B is for black salt


So, I've been a vegan for three years now and I've never cooked with black salt. Nope, never (and I only tried it for the first time a few months ago.) But, after seeing a million and one recipes that called for it and praised its virtues, I decided it was time to put an end to that situation.

This is the first time I've cooked with black salt - behold, Tofu Ranchero, based largely on this recipe from Blessed Mama on Blessed Vegan Life.


It's jalapenos on scrambled tofu on refried beans on a plate -- and it's lovely. Sure, refried beans always look like they came out the wrong end of a dyspeptic dog, but I won't hold that against them.

I can't be doing with a breakfast that you don't need sherpas to climb up and enough heat to remind you what your tastebuds are for. I want a breakfast that rewards me for getting out of bed, and this one was did just that.

I love Mexican food, and I love it most at breakfast. But how was the black salt? Did my first tentative steps into black salt cooking transport my brekkie from tofu scramble to a mock scrambled eggs?

Er, the jury's out on that one.
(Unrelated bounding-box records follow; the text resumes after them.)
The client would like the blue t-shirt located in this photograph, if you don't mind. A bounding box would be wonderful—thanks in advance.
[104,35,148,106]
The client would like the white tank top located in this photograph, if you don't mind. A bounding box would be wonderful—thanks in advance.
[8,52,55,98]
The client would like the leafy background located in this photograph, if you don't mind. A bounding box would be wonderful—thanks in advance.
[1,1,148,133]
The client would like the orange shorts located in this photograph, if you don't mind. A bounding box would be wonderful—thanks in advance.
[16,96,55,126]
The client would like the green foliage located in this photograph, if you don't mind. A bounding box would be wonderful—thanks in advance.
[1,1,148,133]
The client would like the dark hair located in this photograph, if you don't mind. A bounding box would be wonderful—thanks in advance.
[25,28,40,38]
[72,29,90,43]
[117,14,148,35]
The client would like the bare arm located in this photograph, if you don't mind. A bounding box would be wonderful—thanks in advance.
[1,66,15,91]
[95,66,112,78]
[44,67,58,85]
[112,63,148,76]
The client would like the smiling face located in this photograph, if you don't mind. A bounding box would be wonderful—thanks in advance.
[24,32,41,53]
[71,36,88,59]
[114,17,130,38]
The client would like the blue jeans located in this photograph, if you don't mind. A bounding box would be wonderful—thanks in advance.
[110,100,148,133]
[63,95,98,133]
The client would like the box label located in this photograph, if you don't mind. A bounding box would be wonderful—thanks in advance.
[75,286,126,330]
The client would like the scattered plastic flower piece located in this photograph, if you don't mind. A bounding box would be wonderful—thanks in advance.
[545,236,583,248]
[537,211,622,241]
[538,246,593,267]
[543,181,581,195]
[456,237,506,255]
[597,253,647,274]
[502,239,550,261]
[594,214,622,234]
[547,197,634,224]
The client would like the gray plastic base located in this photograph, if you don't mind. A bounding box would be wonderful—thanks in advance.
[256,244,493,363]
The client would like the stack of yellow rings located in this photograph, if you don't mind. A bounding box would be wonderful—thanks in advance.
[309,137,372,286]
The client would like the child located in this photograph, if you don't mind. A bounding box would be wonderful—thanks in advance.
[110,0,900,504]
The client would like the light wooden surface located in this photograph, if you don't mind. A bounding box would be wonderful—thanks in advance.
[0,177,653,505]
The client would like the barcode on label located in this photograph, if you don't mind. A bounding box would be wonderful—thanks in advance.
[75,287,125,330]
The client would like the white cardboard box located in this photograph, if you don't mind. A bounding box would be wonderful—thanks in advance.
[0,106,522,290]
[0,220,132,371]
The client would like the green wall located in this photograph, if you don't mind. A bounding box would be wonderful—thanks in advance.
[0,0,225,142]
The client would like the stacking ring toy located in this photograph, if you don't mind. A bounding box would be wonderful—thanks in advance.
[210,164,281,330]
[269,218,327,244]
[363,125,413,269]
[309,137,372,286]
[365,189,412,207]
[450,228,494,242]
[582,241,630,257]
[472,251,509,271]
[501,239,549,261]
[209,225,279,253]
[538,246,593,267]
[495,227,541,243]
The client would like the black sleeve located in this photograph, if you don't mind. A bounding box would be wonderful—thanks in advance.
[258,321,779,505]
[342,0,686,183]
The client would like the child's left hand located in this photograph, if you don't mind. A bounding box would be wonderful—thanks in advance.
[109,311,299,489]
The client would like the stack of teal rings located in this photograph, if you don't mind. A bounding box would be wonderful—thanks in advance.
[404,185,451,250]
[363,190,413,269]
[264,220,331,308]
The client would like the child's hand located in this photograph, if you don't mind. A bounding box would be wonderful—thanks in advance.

The addition of black salt gave off the sulphury whiff that I'd associate with eggs, but didn't add too much on the flavour side of things. (My first experience with black salt was at Inspiral Cafe, and it was the same there too - all smell, not so much taste).

Still, it was interesting, and bears more experimenting with. Any top suggestions for black salted recipes? Let me know...

7 comments

  1. I just ate lunch but this Tofu Ranchero is making me hungry. WOW it looks great. I love Mexican food and somehow always forget these type of dishes for breakfast. I haven't cooked much with Black Salt but I will let you know if I come up with something amazing to try.

    ReplyDelete
  2. I find the same thing with black salt, the aroma is a lot more eggy than it's actual taste. Love this type of dish and I don't care if refried beans look like they've come out of someone's backside because they taste so darn good. Your meal looks delish!

    ReplyDelete
  3. I've not ever tried black salt, so thank you for the review! Blessed Mama does know what she's doing when it comes recipes - yum!

    ReplyDelete
  4. I'm yet to try black salt, too! I like the idea of it but I was worried it would taste too eggy so I'm glad to hear it's not too strong taste-wise.

    ReplyDelete
  5. I still have not been able to find black salt except for online! I would only think to try it with tofu scramble too, not sure what else I'd put it in. I know that THe Vegg egg substitute powder is made up primarily of black salt and nutritional yeast. Maybe combining the two with your tofu scramble may achieve and eggier taste?

    ReplyDelete
  6. Yup, refried beans won't win any beauty competitions but damn are they good. Especially all dolled up with tofu! And I remember mentioning back in the day when you first talked about black salt, but I haven't tried anything with it ever. It doesn't seem terribly necessary to me as I like my tofu scrambles just fine the way they are, but lots of people are super gung-ho about it! So I think I have to try it on principle.

    ReplyDelete
  7. I like what black salt adds to the chickpea flour frittata recipe that VegNews posted a few Mother's Days ago. That whole recipe is pretty fab, actually.